Some teens seem to walk around assuming that their parents are in a fight with them. The king-sized chip on the kid’s shoulder invites the older folks to try to knock it off. The kid then feels justified in fighting back because Mom or Dad “started it.” Unaware that, in fact, he (or she) started it by being so cranky and uncompromising, these teens are always upset with the people around them. And they are always upsetting to parents who desperately want to have friendly relationships with the adolescents they love.
When this kind of family shows up for an appointment at my office, things are intense indeed. The kids are angry, hostile, and generally unwilling to participate in the session. The parents are bewildered, hurt, and angry. The kids see their parents’ hurt as manipulative and their anger as pressure. The parents see the teen’s hostility as unfair and their demands as unreasonable. Pleasant time together has become very rare. Conversations are often punctuated by threats from both sides. The kids threaten to leave. The parents threaten to kick the kids out. Both are just plain scared.
Believe it or not, the intensity of feelings can be a hopeful sign. People who fight with each other still care what the other person thinks and still want to have impact and influence on each other. Families that are the most difficult to pull back from disaster are those in which people have given up on each other and no longer care. Where there are fights, there is some room to salvage the relationships.
After 30 years of working with families with angry teens, I have come to a few conclusions about what works and what doesn’t. The principles are easy. Staying with them isn’t. There are few things as hard to withstand as hostility from one’s own child. It hurts. But when adults manage to stay adult even when under attack, they often end up with more influence than they thought they had. By preserving the relationship, even while under fire, these parents both model maturity and make room for the child to mature eventually.
Six Tips for Parenting Angry Teens
- Hang in there! The difference between the families that make it and those that don’t is parental tenacity. Parents who hang in, who continue to express love and concern, who continue to insist on knowing where their kids are going and with whom, who include their teens in family events, and who stubbornly refuse to give up are the parents who generally manage to save their kids.
- Hang on (to your sense of humor)! Yes, a sense of humor. Without it, ‘rents are really sunk. As one exhausted mom told me, “I’ve decided to take the position that it’s all quite boring. Every weekend, my son goes somewhere he shouldn’t with someone he shouldn’t and does something he shouldn’t. It’s all boringly predictable.” This Mom hadn’t given up. She had discovered that putting a sardonic twist on the situation allowed her to take a step back. She was then able to look at the larger picture instead of getting caught up in the misbehavior of the week.
- Take it seriously, but not personally. Angry teens sometimes do have things to be angry about. But equally often, their anger seems totally out of proportion to their lot in life.

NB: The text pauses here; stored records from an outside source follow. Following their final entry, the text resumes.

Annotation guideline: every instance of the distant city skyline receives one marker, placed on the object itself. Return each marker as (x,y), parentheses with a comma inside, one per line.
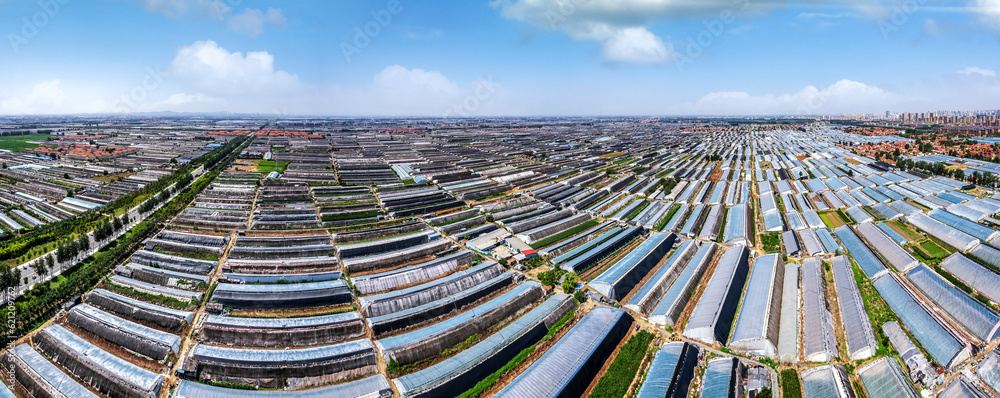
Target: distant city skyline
(500,57)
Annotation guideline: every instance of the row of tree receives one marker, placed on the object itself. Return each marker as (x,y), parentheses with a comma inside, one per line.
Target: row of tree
(40,303)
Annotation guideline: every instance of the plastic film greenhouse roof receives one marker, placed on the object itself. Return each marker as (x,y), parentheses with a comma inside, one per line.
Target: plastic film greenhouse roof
(939,343)
(283,323)
(121,368)
(188,316)
(719,378)
(661,278)
(457,365)
(666,371)
(760,311)
(971,313)
(974,275)
(676,297)
(788,333)
(956,238)
(248,356)
(50,373)
(961,387)
(716,302)
(166,339)
(884,378)
(860,252)
(451,323)
(549,375)
(989,371)
(372,386)
(857,327)
(819,340)
(829,381)
(620,268)
(736,225)
(898,258)
(979,231)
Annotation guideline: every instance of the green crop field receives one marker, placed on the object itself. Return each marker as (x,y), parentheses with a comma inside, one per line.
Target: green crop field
(18,143)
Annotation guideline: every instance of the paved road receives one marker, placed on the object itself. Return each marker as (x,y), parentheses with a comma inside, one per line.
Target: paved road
(135,217)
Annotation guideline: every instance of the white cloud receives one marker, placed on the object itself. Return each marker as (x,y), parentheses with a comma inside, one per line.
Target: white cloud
(252,21)
(988,11)
(844,96)
(214,70)
(975,70)
(622,26)
(636,46)
(181,102)
(44,98)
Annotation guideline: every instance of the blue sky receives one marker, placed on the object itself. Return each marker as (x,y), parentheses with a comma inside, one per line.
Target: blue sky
(499,57)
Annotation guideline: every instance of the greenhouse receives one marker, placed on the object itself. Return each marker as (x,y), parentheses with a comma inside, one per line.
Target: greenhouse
(294,295)
(652,291)
(370,387)
(828,381)
(893,254)
(289,368)
(621,277)
(989,371)
(140,311)
(819,342)
(462,371)
(569,366)
(759,319)
(281,332)
(671,371)
(104,372)
(978,277)
(41,378)
(954,237)
(591,257)
(417,273)
(424,343)
(137,338)
(788,332)
(978,231)
(723,378)
(414,296)
(962,387)
(884,378)
(975,316)
(676,298)
(737,229)
(712,318)
(939,342)
(436,309)
(860,337)
(921,370)
(860,252)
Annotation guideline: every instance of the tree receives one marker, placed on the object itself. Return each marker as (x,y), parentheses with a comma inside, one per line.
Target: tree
(548,278)
(83,243)
(569,282)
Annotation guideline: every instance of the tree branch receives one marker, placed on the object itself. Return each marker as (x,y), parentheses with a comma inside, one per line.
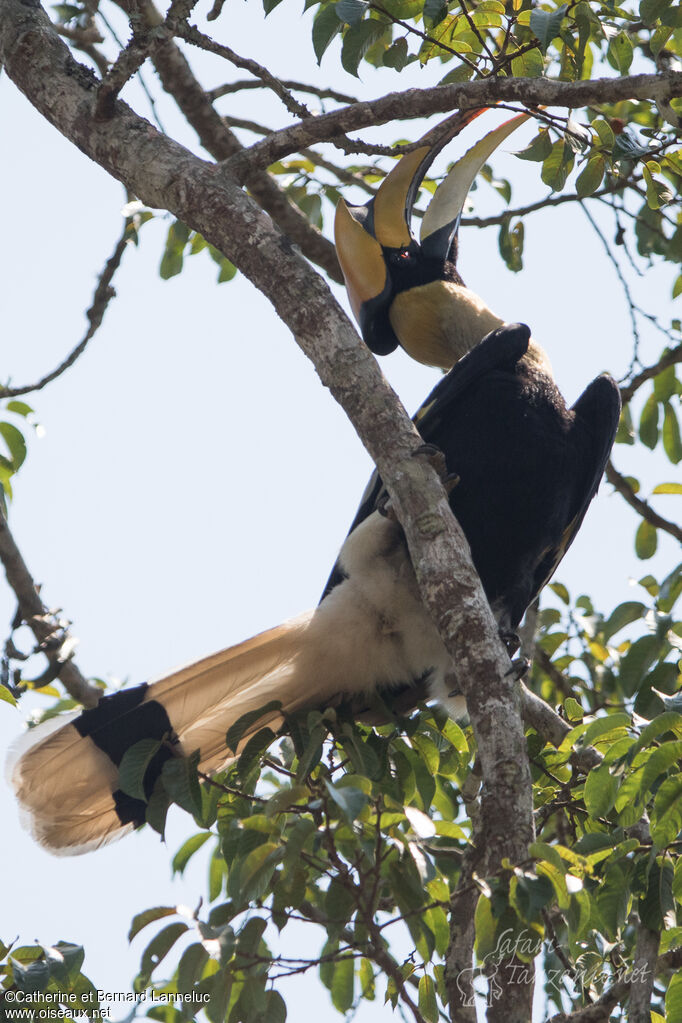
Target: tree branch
(178,80)
(52,637)
(669,359)
(231,87)
(527,92)
(103,295)
(163,174)
(643,975)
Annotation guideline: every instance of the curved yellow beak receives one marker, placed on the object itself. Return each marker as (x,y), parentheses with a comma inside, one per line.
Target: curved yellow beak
(374,243)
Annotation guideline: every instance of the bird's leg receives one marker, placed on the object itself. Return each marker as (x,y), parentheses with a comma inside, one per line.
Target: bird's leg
(437,460)
(519,665)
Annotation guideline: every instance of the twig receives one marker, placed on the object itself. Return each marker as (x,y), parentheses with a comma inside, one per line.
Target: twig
(192,35)
(669,359)
(82,36)
(542,204)
(641,506)
(128,62)
(621,277)
(643,975)
(528,92)
(42,622)
(424,37)
(231,87)
(179,82)
(103,295)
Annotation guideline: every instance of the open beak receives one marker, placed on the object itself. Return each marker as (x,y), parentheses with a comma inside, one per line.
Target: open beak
(370,237)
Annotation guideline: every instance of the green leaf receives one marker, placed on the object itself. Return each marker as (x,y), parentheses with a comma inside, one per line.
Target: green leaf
(325,27)
(626,146)
(657,192)
(358,41)
(511,245)
(600,792)
(351,801)
(31,978)
(648,423)
(16,445)
(557,166)
(274,1008)
(528,64)
(545,25)
(667,814)
(254,750)
(251,879)
(351,11)
(172,259)
(148,917)
(591,176)
(158,948)
(134,764)
(620,52)
(674,999)
(190,966)
(656,908)
(625,614)
(236,731)
(6,696)
(343,983)
(435,11)
(187,850)
(181,783)
(650,10)
(641,656)
(660,761)
(427,1004)
(671,435)
(604,132)
(397,55)
(19,407)
(646,540)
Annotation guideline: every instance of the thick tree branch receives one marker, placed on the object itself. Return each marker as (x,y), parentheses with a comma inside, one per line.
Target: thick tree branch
(179,81)
(527,92)
(103,295)
(166,175)
(51,636)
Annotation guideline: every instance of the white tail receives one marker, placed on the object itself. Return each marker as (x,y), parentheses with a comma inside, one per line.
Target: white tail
(367,633)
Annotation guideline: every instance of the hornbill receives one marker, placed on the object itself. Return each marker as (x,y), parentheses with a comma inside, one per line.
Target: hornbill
(528,469)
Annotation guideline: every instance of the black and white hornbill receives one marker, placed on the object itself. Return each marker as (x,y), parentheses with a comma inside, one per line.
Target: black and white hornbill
(528,470)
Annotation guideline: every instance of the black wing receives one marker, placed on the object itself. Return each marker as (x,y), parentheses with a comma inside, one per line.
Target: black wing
(501,348)
(596,417)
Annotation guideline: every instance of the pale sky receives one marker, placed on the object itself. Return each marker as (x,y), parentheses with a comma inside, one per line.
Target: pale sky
(195,480)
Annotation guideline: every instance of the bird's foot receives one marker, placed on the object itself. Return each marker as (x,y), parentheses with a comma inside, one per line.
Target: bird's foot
(384,506)
(437,460)
(510,640)
(519,667)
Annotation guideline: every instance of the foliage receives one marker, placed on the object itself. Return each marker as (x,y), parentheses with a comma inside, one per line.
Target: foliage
(364,833)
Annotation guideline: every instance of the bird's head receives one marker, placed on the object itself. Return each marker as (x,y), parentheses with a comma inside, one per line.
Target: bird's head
(408,293)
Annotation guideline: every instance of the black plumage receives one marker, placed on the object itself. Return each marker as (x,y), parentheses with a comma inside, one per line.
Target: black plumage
(528,469)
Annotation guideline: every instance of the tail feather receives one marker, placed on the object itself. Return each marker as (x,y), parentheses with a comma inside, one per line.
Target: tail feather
(367,633)
(65,775)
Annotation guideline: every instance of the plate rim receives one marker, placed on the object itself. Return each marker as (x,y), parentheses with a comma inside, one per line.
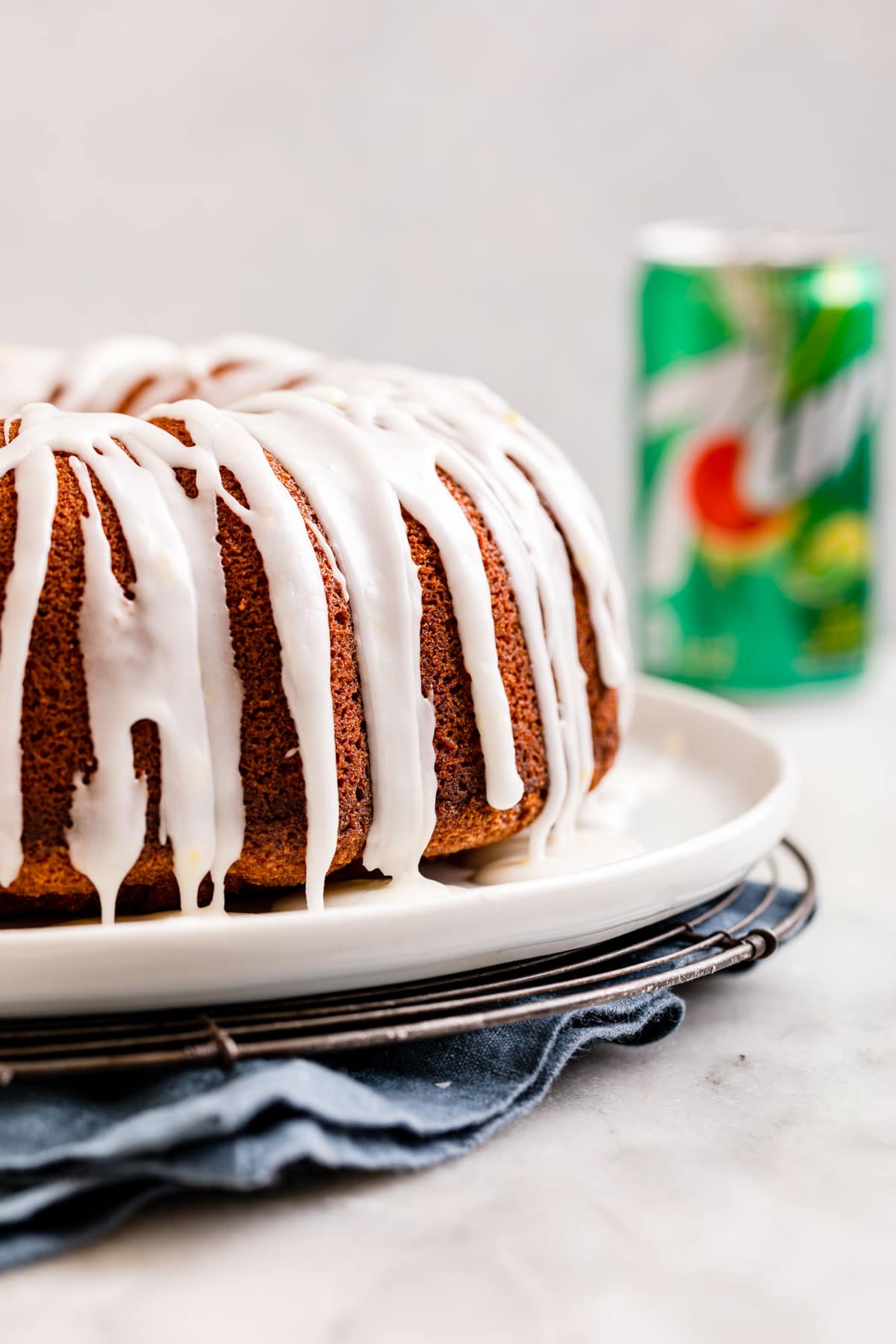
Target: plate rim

If you have treated your child with love and respect all along and that child is still hostile, it may have very little to do with you or with how that child was raised. There are more influences on a child’s life than his or her parents. Parents who resolutely stay involved and responsible but who don’t take each and every misbehavior as a personal attack are usually more effective than those who take all comments and actions to heart.
On the other hand, if you do have things to apologize for, do it. It’s never too late to start over. Kids really do want parents, but they want parents they can trust. An honest apology and genuine efforts to make the family a better place to be can set the family in a new direction. It will take time. The kids won’t believe you at first and may even test you. But if you stick to it, most kids will come around.
- Remember that the kid is as scared as you are. Sullen and hostile moods often are covers for fear. Let’s face it: it’s scary out there! It’s hard enough to negotiate the world as adults. Many kids find it just plain overwhelming. Rather than show their vulnerability, they posture to themselves and each other. Talking and acting like a surly big shot is a great cover when a person feels small, ineffectual, and scared. ( By the way — parents who act like surly big shots are usually also feeling small, ineffectual, and scared.)
- Find ways to let the teen “save face.” It’s not all that uncommon for a kid to realize that he or she has gone too far. In those moments, it’s very important to give the kid a way to back down gracefully. Scolding, punishing, nagging, or lecturing will only make the teen defensive. When cornered, teen pride demands a hostile response. Instead, give the kid a back door. Try that sense of humor (see No. 2). See if some gentle kidding like “Who are you and where did you put my son?” alters the situation.
- Understand adolescent depression. Irritability and explosiveness in teens are sometimes symptoms of depression. If your teen’s mood seems unreasonable given his or her situation, it is important to have a professional screen for depression. Sometimes it really is about biochemistry. When that is the case, some medication and counseling will do more than lectures and consequences.
Parenting Makes Us Humble
One of my wise older friends tells me that the purpose of parenting is to teach us humility. There is nothing like dealing with an angry teen to teach us just how little control we have in the universe. But parents who hang on tight with love and care often end up having more influence than they would have believed possible at the time. Eventually maturity does kick in and these hostile teens become strong, independent adults.